Keywords: Enterovirus A71, hand, foot and mouth disease (HFMD), vaccine, Sinovac
1. Introduction
Enterovirus A71 (EV-A71) is one of the most important neurotropic viruses and poses a serious threat to public health worldwide. EV-A71 is a major causative agent of hand, foot, and mouth disease (HFMD) which is highly contagious. EV-A71 infection in young children can also lead to neurological complications, rapid fatal pulmonary edema, myocarditis, hemorrhage, and death [1,2,3,4,5]. The absence of broadly protective vaccines and effective antivirals makes EV-A71 an important pathogen of public health concern. EV-A71 is a member of the genus Enterovirus within the family Picornaviridae. EV-A71 consists of three distinct genotypes (A, B, and C). Genotype B is divided into subgenotypes B1 to B5. Genotype C is divided into subgenotypes C1 to C5, and C4 is further divided into C4 a and C4 b. Subgenotypes B3, B4, C1, and C2 co-circulated in the Asia–Pacific region from 1999 to 2016. C4 is the most prevalent genotype circulating in China; C1 and C2 are most prevalent in Europe while B4 and B5 are most prevalent in other regions [6,7,8].

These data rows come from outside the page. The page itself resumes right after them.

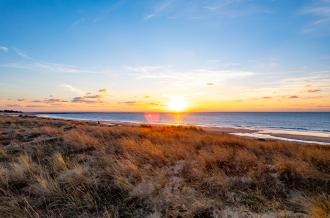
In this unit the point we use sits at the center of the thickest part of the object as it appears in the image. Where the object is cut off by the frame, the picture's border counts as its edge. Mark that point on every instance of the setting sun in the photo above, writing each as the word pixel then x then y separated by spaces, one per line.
pixel 177 104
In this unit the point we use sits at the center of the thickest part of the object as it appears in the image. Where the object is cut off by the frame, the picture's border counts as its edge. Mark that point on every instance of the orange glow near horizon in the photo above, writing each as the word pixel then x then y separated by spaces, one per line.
pixel 177 104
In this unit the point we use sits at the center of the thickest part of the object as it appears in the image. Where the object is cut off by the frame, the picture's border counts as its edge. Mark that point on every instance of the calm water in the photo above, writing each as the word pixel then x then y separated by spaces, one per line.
pixel 295 121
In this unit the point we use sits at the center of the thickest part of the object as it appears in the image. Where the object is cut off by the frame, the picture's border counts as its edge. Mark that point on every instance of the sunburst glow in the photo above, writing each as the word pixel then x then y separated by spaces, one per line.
pixel 177 104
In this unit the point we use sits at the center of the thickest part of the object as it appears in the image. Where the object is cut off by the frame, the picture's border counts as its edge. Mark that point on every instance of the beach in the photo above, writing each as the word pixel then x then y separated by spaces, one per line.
pixel 55 167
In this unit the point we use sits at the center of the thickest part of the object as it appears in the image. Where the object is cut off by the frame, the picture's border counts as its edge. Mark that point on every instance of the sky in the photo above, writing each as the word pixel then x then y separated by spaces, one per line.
pixel 139 55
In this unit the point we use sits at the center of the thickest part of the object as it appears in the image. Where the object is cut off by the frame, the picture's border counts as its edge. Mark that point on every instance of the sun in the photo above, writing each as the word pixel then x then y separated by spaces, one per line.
pixel 177 104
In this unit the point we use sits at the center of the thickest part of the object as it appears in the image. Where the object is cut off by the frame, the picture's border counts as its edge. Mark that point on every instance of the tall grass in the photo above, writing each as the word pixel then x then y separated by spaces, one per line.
pixel 55 168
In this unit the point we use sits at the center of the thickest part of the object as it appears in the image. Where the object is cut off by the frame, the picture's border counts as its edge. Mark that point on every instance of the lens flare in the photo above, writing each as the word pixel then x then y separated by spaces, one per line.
pixel 152 117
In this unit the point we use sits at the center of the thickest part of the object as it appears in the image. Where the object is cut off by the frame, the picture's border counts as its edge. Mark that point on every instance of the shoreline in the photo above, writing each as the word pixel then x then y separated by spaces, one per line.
pixel 85 168
pixel 262 134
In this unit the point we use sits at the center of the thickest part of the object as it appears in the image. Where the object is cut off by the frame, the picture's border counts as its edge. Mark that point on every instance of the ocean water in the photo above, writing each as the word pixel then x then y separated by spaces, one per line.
pixel 317 122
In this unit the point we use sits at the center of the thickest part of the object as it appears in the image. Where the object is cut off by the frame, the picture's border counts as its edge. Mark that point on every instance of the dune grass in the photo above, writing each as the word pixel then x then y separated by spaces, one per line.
pixel 57 168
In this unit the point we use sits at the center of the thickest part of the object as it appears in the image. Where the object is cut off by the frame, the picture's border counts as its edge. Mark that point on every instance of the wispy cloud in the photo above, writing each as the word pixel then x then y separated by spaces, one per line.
pixel 3 49
pixel 158 9
pixel 73 89
pixel 33 64
pixel 320 11
pixel 197 9
pixel 90 98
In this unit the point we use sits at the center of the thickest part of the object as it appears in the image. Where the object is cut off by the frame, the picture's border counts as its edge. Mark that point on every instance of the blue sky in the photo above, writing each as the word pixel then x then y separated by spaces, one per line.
pixel 215 54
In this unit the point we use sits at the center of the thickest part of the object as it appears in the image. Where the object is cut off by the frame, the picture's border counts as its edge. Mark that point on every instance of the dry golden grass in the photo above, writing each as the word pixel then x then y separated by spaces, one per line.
pixel 56 168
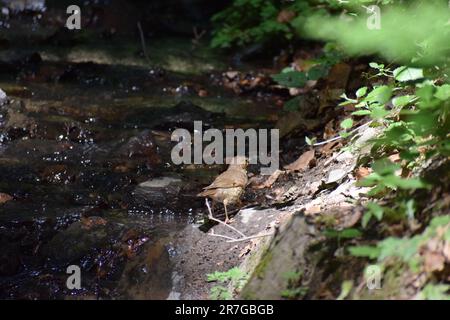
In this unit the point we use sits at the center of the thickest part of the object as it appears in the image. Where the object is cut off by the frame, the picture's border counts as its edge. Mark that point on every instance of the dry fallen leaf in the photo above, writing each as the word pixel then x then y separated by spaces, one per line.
pixel 285 16
pixel 5 197
pixel 89 222
pixel 303 162
pixel 329 147
pixel 362 172
pixel 434 261
pixel 270 181
pixel 395 157
pixel 312 210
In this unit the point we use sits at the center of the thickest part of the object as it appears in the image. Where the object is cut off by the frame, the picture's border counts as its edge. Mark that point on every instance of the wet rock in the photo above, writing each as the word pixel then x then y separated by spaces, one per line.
pixel 76 241
pixel 147 276
pixel 182 115
pixel 141 146
pixel 10 263
pixel 3 97
pixel 157 191
pixel 5 197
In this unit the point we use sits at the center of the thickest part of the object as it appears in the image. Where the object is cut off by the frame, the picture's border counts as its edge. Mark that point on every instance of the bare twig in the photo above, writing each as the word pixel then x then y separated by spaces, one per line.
pixel 340 137
pixel 210 216
pixel 231 239
pixel 144 46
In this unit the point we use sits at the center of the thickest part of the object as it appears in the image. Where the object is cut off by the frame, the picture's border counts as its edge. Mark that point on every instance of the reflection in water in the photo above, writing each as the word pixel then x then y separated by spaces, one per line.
pixel 85 156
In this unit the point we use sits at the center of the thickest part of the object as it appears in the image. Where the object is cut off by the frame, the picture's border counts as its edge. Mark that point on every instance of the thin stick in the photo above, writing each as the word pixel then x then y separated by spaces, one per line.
pixel 230 239
pixel 251 237
pixel 221 222
pixel 144 47
pixel 340 137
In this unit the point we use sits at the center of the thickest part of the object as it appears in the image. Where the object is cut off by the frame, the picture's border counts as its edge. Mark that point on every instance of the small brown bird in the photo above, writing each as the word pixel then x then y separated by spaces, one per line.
pixel 229 186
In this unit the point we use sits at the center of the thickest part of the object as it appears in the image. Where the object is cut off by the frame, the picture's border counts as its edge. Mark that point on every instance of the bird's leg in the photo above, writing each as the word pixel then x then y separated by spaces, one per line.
pixel 227 220
pixel 212 207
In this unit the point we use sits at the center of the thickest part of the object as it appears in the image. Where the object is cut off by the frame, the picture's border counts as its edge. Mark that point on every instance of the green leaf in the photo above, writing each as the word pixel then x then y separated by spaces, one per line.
pixel 361 113
pixel 347 123
pixel 394 181
pixel 375 65
pixel 346 287
pixel 364 251
pixel 380 94
pixel 293 104
pixel 309 141
pixel 379 112
pixel 402 101
pixel 376 210
pixel 361 92
pixel 317 72
pixel 404 74
pixel 443 92
pixel 291 79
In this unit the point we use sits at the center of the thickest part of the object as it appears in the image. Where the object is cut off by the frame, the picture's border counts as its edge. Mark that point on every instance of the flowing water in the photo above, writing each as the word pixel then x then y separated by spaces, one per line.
pixel 85 155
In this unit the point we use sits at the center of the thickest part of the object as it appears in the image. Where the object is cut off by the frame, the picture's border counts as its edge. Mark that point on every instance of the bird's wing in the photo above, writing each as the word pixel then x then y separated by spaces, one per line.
pixel 229 179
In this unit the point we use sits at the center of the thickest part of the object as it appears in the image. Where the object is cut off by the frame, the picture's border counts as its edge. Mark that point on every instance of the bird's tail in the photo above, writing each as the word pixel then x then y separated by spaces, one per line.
pixel 206 193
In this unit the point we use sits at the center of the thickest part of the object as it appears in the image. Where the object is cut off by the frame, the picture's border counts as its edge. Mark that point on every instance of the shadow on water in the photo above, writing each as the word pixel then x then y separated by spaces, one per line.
pixel 85 156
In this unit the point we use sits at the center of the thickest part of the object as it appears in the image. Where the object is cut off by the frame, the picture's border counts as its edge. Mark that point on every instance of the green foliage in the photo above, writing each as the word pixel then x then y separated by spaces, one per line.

EV-A71 is a non-enveloped virus containing a positive-stranded RNA genome ~7400 nucleotides in length. The viral genome within its icosahedral capsid is flanked by highly structured 5′ and 3′ untranslated regions (UTR) and is polyadenylated at its 3′ end. The large single polyprotein encoded by the viral genome is subsequently processed by viral proteases 2 A and 3 C into P1, P2, and P3.
P1 is further processed to produce four capsid proteins—VP1 to 4. P2 and P3 are processed into seven nonstructural proteins—2 A−2 C and 3 A−3 D—for viral replication (Figure 1). The VP1 protein contains the major neutralization epitopes that are used in viral serotype identification and phylogenic studies [9,10].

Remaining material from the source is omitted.